In [None]:
import math
import numpy as np
import pandas as pd
import seaborn as sns
import matplotlib.pyplot as plt

import lightgbm as lgb
from sklearn.preprocessing import StandardScaler
import optuna
from optuna.samplers import TPESampler
from sklearn.model_selection import train_test_split, cross_val_score, KFold
from sklearn import metrics
from sklearn.metrics import roc_auc_score, plot_roc_curve

## Train set summary

In [None]:
df_train = pd.read_csv('../input/tabular-playground-series-sep-2021/train.csv')
df_train.head()

In [None]:
print(f'Train set shape:   {df_train.shape}')

In [None]:
df_train.info()

In [None]:
df_train.describe()

In [None]:
df_train.isnull().sum().sort_values()

**'id' and 'clain' columns have no missing values.**

In [None]:
percentage_of_nulls = df_train.isnull().mean() * 100

plt.figure(figsize = (5, 30))
plots = sns.barplot(x = percentage_of_nulls.sort_values(), y = percentage_of_nulls.sort_values().index)
for p in plots.patches:
    width = p.get_width()
    height = p.get_height()
    plt.text(0.3 + width, p.get_y() + 0.55 * height, '{:1.3f}'.format(width), ha = 'center', va = 'center')
plt.xlabel('% of nulls')
plt.ylabel('Feature')
plt.grid()

## Test set summary

In [None]:
df_test = pd.read_csv('../input/tabular-playground-series-sep-2021/test.csv')
df_test.head()

In [None]:
print(f'Test set shape:   {df_test.shape}')

In [None]:
df_test.info()

In [None]:
df_test.describe()

In [None]:
df_test.isnull().sum().sort_values()

**'id' column has no missing values.**

In [None]:
percentage_of_nulls = df_test.isnull().mean() * 100

plt.figure(figsize = (5, 30))
plots = sns.barplot(x = percentage_of_nulls.sort_values(), y = percentage_of_nulls.sort_values().index)
for p in plots.patches:
    width = p.get_width()
    height = p.get_height()
    plt.text(0.3 + width, p.get_y() + 0.55 * height, '{:1.3f}'.format(width), ha = 'center', va = 'center')
plt.xlabel('% of nulls')
plt.ylabel('Feature')
plt.grid()

## Target summary

In [None]:
plt.figure(figsize = (5,5))
sns.countplot(x = df_train['claim'])
plt.grid()

**Classes are balansed.**

## Missing values

In [None]:
df_train['n_nulls'] = df_train.drop(['id', 'claim'], axis = 1).isnull().sum(axis = 1)
df_test['n_nulls'] = df_test.drop('id', axis = 1).isnull().sum(axis = 1)

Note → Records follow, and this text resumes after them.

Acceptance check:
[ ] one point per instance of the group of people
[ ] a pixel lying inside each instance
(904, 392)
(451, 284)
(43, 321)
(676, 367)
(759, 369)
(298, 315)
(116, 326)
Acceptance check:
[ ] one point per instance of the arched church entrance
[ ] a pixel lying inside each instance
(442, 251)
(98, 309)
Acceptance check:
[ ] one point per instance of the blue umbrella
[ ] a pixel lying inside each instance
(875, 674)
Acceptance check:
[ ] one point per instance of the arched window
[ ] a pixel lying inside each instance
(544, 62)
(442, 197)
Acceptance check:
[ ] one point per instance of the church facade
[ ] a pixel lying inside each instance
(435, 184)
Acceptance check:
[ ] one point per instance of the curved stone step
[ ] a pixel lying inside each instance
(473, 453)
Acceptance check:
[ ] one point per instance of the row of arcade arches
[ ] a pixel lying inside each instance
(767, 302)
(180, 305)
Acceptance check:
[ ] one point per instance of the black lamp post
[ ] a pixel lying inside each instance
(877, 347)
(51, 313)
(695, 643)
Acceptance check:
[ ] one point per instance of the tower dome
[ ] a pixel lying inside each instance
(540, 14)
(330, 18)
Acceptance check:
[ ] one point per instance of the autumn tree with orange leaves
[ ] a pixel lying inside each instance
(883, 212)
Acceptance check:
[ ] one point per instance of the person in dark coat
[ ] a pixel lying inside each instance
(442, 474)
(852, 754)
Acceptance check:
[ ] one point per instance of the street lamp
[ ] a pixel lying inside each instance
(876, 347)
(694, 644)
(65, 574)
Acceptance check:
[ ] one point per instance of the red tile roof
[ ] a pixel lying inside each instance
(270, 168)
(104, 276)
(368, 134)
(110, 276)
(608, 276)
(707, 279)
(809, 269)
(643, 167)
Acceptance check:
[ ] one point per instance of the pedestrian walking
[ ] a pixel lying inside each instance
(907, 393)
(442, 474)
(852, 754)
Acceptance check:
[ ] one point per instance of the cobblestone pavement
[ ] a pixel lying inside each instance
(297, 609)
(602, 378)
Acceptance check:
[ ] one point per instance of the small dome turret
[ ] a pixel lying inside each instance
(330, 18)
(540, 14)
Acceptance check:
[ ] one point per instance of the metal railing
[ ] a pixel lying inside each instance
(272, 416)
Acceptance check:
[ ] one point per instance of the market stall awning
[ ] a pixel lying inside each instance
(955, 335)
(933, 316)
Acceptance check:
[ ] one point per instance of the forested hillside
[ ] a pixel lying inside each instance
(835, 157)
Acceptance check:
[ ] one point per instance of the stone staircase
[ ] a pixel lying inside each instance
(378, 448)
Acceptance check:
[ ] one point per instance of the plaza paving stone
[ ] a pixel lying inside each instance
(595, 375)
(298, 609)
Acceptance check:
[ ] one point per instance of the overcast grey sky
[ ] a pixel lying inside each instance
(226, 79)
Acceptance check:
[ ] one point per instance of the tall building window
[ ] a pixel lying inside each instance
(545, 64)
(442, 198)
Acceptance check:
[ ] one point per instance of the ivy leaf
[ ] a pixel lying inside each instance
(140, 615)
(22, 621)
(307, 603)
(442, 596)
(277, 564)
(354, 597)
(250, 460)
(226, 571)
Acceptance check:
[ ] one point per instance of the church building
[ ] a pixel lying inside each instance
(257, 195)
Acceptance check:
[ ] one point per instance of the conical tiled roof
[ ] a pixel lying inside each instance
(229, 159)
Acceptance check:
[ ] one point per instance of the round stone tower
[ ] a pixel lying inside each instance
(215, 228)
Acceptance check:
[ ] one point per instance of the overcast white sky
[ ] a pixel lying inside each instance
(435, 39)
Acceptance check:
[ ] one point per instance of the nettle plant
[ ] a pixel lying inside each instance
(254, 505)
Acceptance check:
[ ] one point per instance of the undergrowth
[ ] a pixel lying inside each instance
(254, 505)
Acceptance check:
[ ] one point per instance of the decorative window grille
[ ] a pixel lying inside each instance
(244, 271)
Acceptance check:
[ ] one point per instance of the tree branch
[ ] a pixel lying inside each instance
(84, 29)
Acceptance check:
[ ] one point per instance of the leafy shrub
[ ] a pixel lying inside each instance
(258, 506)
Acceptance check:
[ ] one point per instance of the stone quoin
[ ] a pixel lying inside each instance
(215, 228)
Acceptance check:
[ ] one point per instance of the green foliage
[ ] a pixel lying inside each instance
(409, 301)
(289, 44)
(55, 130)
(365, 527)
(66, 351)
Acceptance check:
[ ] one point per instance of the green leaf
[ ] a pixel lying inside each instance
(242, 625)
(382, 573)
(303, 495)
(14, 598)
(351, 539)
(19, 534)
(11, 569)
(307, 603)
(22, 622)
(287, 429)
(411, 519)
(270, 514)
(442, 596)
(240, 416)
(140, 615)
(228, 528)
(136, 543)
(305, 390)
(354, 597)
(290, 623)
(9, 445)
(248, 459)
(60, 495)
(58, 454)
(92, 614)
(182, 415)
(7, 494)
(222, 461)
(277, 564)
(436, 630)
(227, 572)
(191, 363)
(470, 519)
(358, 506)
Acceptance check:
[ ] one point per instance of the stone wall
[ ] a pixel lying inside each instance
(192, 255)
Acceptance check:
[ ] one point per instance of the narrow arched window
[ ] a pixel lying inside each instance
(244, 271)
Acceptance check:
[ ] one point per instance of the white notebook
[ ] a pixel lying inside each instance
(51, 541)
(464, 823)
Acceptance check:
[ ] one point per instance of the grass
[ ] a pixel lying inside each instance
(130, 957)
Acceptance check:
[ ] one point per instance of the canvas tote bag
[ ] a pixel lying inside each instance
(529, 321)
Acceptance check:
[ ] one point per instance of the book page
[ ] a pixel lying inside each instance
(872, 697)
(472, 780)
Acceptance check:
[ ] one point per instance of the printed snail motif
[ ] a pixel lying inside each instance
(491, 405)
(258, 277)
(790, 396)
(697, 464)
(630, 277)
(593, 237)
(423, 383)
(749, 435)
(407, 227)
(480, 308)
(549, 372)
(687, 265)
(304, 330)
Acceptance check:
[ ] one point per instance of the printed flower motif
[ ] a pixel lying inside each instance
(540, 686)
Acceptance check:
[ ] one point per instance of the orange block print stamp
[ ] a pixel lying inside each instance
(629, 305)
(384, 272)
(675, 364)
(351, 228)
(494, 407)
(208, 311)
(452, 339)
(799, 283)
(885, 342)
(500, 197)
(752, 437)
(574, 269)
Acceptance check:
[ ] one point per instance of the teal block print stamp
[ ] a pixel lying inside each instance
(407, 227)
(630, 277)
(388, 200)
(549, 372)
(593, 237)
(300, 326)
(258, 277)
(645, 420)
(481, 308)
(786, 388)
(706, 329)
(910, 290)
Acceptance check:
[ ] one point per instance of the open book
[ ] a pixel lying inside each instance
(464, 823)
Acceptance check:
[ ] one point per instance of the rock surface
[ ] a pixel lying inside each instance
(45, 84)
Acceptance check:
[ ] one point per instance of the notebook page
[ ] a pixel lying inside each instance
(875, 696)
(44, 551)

df_train['mean'] = df_train.drop(['id', 'claim', 'n_nulls'], axis = 1).mean(axis = 1)
df_test['mean'] = df_test.drop(['id', 'n_nulls'], axis = 1).mean(axis = 1)

df_train['std'] = df_train.drop(['id', 'claim', 'n_nulls', 'mean'], axis = 1).std(axis = 1)
df_test['std'] = df_test.drop(['id', 'n_nulls', 'mean'], axis = 1).std(axis = 1)

In [None]:
df_train = df_train.fillna(np.mean(df_train))
df_test = df_test.fillna(np.mean(df_test))

In [None]:
df_train.head()

In [None]:
df_test.head()

## Standard Scaler

In [None]:
features = [i for i in df_train.columns if 'f' in i] + ['n_nulls', 'mean', 'std']

scaler = StandardScaler()

df_train[features] = pd.DataFrame(scaler.fit_transform(df_train[features]), columns = features)
df_test[features] = pd.DataFrame(scaler.transform(df_test[features]), columns = features)

In [None]:
df_train.head()

In [None]:
df_test.head()

## LGBM

In [None]:
X = df_train[features]
y = df_train['claim']

In [None]:
# Parameters improved by Optuna

params = {'n_estimators': 1000, 'subsample': 0.7, 'colsample_bytree': 0.7,
         'max_depth': 5, 'reg_alpha': 20, 'reg_lambda': 20, 'learning_rate': 0.0632598738459901}

model = lgb.LGBMClassifier(**params, device = 'gpu')

In [None]:
def check_model(model, n_splits = 10):
    
    scores = []
    cv = KFold(n_splits, shuffle = True)
    
    for train_idx, test_idx in cv.split(X):
        X_train, y_train = X.iloc[train_idx], y.iloc[train_idx]
        X_test, y_test = X.iloc[test_idx], y.iloc[test_idx]
        model.fit(X_train, y_train, eval_set = [(X_test, y_test)], eval_metric = 'auc', 
                  early_stopping_rounds = 50)
        preds = model.predict_proba(X_test)[:, -1]
        score = roc_auc_score(y_test, preds)
        scores.append(score)
        
    print('************************************')    
    print(f"Mean AUCROC:       {np.mean(scores)}")
    print(f"Std AUCROC:        {np.std(scores)}")

In [None]:
%%time

check_model(model = model)

In [None]:
plot_roc_curve(model, X, y)
plt.grid()

In [None]:
lgb.plot_importance(model, figsize = (10, 30))

In [None]:
preds = model.predict_proba(df_test[features])[:, -1]

## Submission

In [None]:
sub = pd.read_csv('../input/tabular-playground-series-sep-2021/sample_solution.csv')
sub['claim'] = preds
sub.head()

In [None]:
sub.to_csv('lgbm_final', index = False)